昨日は『イスラエル軍元兵士が語る非戦論』(ダニー・ネフセタイ著)を読んだ。

読みながらメモしていたんだけど、色んな国が混じり合って複雑な内容なので、ついにエクセルに時系列でまとめ出してしまった。
やりだすと止まらないタイプ。

本を読む時、「お、ここは忘れたくないな」と思ったところに付箋を貼る。
(みなさんは、読書するときの癖というか、自分流の読み方がありますか?)
外出する時は、必ず1冊は本を持っている。
これは、本が好きだから、とか、隙間時間に読もう🎶なんて考えで持っているわけではなく、「もし、どこかに閉じ込められたり、地震が起きて、どこかに避難しなきゃいけない時に本があると暇つぶしにもなって安心」だから。

この本には「人権」という言葉が何度か出てくる。
その度に思い出されるのは、私が小学生のときのこと。
私が小学校の行事で年に1回の人権集会に参加すると、
父は「人権って笑」とバカにしたような笑い方をしていた。

私が育った家は、真面目な話をすると冷笑する雰囲気がある。
政治については話題にもならないし、親同士が意見を話しているのを見たこともない。
私は、何を話しても無駄だな、と諦めている。
将来について、とか、そういう個人的な話を相談するのも、ものすごくハードルが高い家族関係だった。

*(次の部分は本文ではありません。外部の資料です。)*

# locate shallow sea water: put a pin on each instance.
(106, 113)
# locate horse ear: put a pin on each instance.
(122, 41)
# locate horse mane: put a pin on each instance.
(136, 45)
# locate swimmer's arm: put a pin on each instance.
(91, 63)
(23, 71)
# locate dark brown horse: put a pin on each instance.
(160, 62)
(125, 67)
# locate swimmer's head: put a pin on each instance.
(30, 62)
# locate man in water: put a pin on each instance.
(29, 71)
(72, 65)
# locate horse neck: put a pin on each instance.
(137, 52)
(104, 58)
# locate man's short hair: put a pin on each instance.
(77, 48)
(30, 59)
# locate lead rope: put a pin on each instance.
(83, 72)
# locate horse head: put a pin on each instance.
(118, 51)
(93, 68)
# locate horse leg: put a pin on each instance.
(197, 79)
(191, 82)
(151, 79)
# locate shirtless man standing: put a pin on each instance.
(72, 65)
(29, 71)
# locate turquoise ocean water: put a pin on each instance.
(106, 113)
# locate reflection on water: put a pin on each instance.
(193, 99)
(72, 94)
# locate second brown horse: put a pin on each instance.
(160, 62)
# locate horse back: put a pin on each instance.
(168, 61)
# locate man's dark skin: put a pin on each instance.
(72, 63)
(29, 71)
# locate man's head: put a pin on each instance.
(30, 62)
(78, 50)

ただ、相談したり、意見が聞きたくて話題にしても、なんでそんなことを聞くのか、と言う雰囲気になった。
何が原因で怒られるか分からないから、平穏な時はそれを壊してまで議論しようという気持ちにならなかった。せめてこの穏やかな時間が続きますように、と思って。
絶対に私が言うことを否定してくる返事が安易に想像できたし、時々頑張って言ってみると、想像していた通りの返事が返ってくる。
せめてもの抵抗で「そう言われると思った」とでも言えば、激怒of激怒。
だから、抵抗が疲れるからと、怒られない方を選ぶのがとても上手な子どもだったと思う。

最近になって、改めて「人権って大切だよな」と思うたびに、あの時、笑わないで聞いてくれても良かったんじゃないかな、思う。
学校からの強制ではあっても人権集会に行って、「人権って大切だな」と思った小学生の私は、半ば教師の魂胆を横目にしながらも、やっぱり何か学んでいたわけだし。
それを親に冷笑されるのは、どう思っていたのか今はもう思い出せないけど、今の私が話を聞いてあげたいって思う。

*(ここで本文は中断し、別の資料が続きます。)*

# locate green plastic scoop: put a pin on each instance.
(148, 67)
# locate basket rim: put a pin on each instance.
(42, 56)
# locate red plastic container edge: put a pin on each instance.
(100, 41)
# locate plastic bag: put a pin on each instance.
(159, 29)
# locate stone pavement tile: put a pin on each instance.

私は私が笑いながらする話を笑わないで聞いてくれる友だちができて良かった。

この本を読んで、パレスチナでのジェノサイドに関して、今までに知っていたこと(2023年10月7日のハマスの攻撃で始まったのではないこと)に加えて、もっと色んな国と歴史が絡んでいることを知った。それに、イスラエルには戦争反対のデモに行く人の中にもガザへの攻撃は正当化している人が多いということも驚きだった。イスラエルではその時の政権によってガザへの攻撃の歴史を学校で教えたり、教えなかったりする。日本も同じ。パレスチナの記憶や名残を消す機関があるのも衝撃的だけど、日本でも群馬県の朝鮮人追悼碑が撤去されたりしていて、日本と、イスラエルの共通点が多いことを知れた。

見て見ぬふりをしているうちにいつの間にか「帰還不能点」を過ぎてしまった

『イスラエル軍元兵士が語る非戦論』ダニー・ネフセタイ
P138

戦争をして利益を得る少数の人のために多くの命が、人権が、軽んじられる。
多くの平和を笑う人たちが選んだ政権で、命を落とすのが平和を求める私たちじゃ、本当に歯がゆい。

国会にすら言わないことを、国民に説明する訳がない今の政府。
閣議決定でなんでも決められていくうちに、もう戻れないところに来ている。

今、ここが帰還不能点なんじゃないかな。